Die Kolumbianer*innen führen eine ambivalente Beziehung mit ihren Nachbar*innen. Viele Kolumbianer*innen sind während des Bürgerkriegs nach Venezuela geflohen und nicht wenige haben dort Familien gegründet. So warnte uns unterwegs ein Kolumbianer, dass wir uns vor den Venezolaner*innen in Acht nehmen sollen, weil sie alle kriminell seien – nur um im nächsten Moment von seiner venezolanischen Ehefrau zu erzählen. Dieser Art von Rassismus sind wir in den letzten zwei Jahren auf unserer Reise durch den amerikanischen Doppelkontinent bereits öfter begegnet. Viele US-Amerikaner*innen reden so über die Mexikaner*innen, von denen wiederum einige ebenso über die Zentralamerikaner*innen sprechen. In Costa Rica sind es die Nicaraguaner*innen und in Europa läuft es auch nicht anders. Meistens beschwert sich die reichere Aufnahmegesellschaft über die armen Nachbar*innen, die die Arbeitsplätze wegnehmen und den Wohlstand ausnutzen würden. So wie in Teilen der deutschen Gesellschaft herrscht auch in den reicheren Ländern Amerikas eine sehr große Angst zu teilen. Auch in Deutschland vergessen wir dabei gern unsere eigene Fluchtgeschichte.

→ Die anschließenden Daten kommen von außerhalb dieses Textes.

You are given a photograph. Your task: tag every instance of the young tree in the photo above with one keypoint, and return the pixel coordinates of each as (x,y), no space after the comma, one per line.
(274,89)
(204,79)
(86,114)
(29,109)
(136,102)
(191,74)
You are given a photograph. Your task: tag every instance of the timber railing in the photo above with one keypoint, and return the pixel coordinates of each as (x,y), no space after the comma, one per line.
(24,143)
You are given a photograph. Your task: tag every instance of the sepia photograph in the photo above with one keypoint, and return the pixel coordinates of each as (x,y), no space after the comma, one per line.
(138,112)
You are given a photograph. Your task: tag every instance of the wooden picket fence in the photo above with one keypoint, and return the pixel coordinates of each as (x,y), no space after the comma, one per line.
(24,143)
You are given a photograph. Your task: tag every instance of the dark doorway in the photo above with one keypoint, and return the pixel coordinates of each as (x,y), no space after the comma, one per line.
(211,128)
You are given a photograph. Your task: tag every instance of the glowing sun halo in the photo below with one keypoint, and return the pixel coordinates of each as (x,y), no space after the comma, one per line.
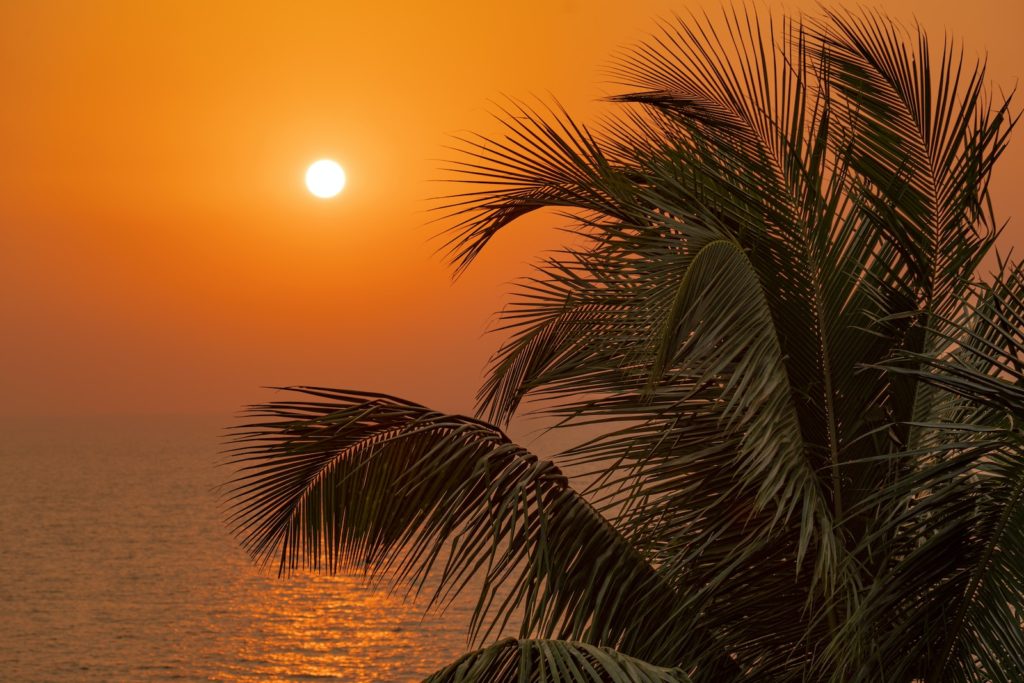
(325,178)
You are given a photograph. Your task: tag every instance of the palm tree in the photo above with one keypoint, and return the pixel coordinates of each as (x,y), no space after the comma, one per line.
(810,464)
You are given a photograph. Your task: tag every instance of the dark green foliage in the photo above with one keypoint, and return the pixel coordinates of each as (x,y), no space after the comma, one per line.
(811,464)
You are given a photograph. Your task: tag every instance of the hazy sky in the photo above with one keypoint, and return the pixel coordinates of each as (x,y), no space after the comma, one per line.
(159,251)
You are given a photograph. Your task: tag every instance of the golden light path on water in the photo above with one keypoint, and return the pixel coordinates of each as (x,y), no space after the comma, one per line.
(117,566)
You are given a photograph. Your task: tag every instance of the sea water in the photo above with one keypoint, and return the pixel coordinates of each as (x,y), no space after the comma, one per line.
(116,565)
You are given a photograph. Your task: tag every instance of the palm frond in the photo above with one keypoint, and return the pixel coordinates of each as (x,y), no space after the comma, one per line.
(342,479)
(552,662)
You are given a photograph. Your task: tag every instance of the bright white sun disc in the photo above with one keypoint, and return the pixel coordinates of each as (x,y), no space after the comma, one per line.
(325,178)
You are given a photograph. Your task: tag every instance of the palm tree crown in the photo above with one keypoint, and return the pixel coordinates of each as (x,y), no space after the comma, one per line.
(811,461)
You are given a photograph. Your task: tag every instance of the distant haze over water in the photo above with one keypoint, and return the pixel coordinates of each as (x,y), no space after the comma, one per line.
(115,565)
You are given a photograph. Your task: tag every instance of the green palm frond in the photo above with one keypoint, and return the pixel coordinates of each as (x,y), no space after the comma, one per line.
(809,463)
(341,479)
(552,662)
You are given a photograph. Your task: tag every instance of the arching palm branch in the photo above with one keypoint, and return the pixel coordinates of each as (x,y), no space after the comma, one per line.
(811,466)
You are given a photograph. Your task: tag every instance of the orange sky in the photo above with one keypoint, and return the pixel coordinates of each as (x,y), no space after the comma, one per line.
(159,252)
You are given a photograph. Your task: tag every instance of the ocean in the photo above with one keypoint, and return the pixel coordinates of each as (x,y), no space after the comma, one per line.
(116,565)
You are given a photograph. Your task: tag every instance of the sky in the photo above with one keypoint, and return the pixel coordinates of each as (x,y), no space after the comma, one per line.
(159,252)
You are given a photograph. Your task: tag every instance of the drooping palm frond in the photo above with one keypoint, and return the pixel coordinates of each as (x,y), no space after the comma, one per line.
(348,479)
(810,466)
(552,662)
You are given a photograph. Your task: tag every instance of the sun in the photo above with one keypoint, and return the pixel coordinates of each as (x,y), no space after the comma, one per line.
(325,178)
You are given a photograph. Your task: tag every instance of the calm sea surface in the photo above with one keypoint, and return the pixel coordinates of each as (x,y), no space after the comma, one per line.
(115,565)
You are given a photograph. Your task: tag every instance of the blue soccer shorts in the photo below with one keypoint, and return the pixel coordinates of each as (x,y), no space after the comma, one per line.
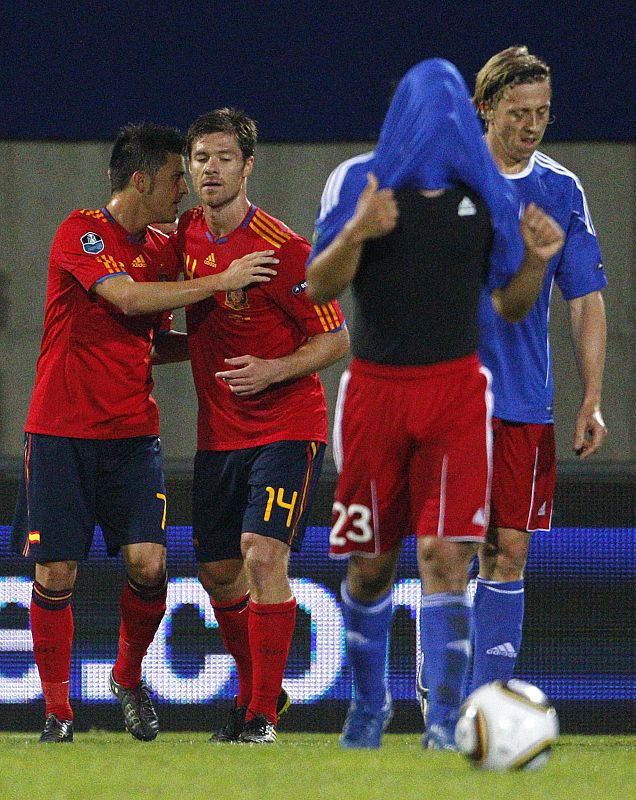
(67,485)
(266,490)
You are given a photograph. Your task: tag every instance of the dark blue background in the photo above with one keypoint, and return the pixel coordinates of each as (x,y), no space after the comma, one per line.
(306,71)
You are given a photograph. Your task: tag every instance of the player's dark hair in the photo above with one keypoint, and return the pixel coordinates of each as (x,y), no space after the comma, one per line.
(142,147)
(225,120)
(510,67)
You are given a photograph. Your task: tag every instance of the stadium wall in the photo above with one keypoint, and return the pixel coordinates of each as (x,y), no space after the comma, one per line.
(43,181)
(580,630)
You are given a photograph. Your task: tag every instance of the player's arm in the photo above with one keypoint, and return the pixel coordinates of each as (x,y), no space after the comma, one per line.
(134,297)
(543,238)
(333,269)
(589,336)
(249,375)
(169,347)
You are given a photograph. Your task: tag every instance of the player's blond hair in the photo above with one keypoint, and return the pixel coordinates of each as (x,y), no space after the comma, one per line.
(510,67)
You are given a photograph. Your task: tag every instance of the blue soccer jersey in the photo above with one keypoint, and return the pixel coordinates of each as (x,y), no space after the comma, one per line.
(518,355)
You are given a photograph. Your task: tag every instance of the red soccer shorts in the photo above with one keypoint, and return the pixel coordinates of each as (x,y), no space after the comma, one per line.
(524,475)
(415,448)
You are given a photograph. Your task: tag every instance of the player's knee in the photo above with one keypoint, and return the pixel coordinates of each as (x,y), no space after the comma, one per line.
(56,575)
(217,577)
(368,584)
(147,569)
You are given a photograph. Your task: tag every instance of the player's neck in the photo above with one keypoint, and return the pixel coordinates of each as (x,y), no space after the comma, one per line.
(128,215)
(506,163)
(223,219)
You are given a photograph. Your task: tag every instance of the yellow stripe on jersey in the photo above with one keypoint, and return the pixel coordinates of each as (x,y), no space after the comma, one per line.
(93,213)
(328,317)
(272,226)
(267,231)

Rassismus ist vielschichtig und leider wird oft zwischen „guten“ und „schlechten“ Ausländer*innen unterschieden. Als Europäer*innen werden wir in Lateinamerika überwiegend positiv aufgenommen, was uns einerseits freut, aber andererseits auch ein unangenehmes Privileg sein kann. Wohingegen sich einheimische Reiseradler*innen beklagen, dass sie von den Gastgeber*innen des Übernachtungsnetzwerks Warm Showers selten akzeptiert werden, haben wir diese Art der Ablehnung bislang nicht gespürt. Wir können an unserem Privileg nicht viel ändern, aber wir können es zumindest nutzen, um die Ungerechtigkeit zur Sprache zu bringen. Migration ist eine Herausforderung für die Aufnahmegesellschaft. Doch statt uns erfolglos hinter Grenzen zu verstecken, sollten wir sie lieber annehmen und gestalten.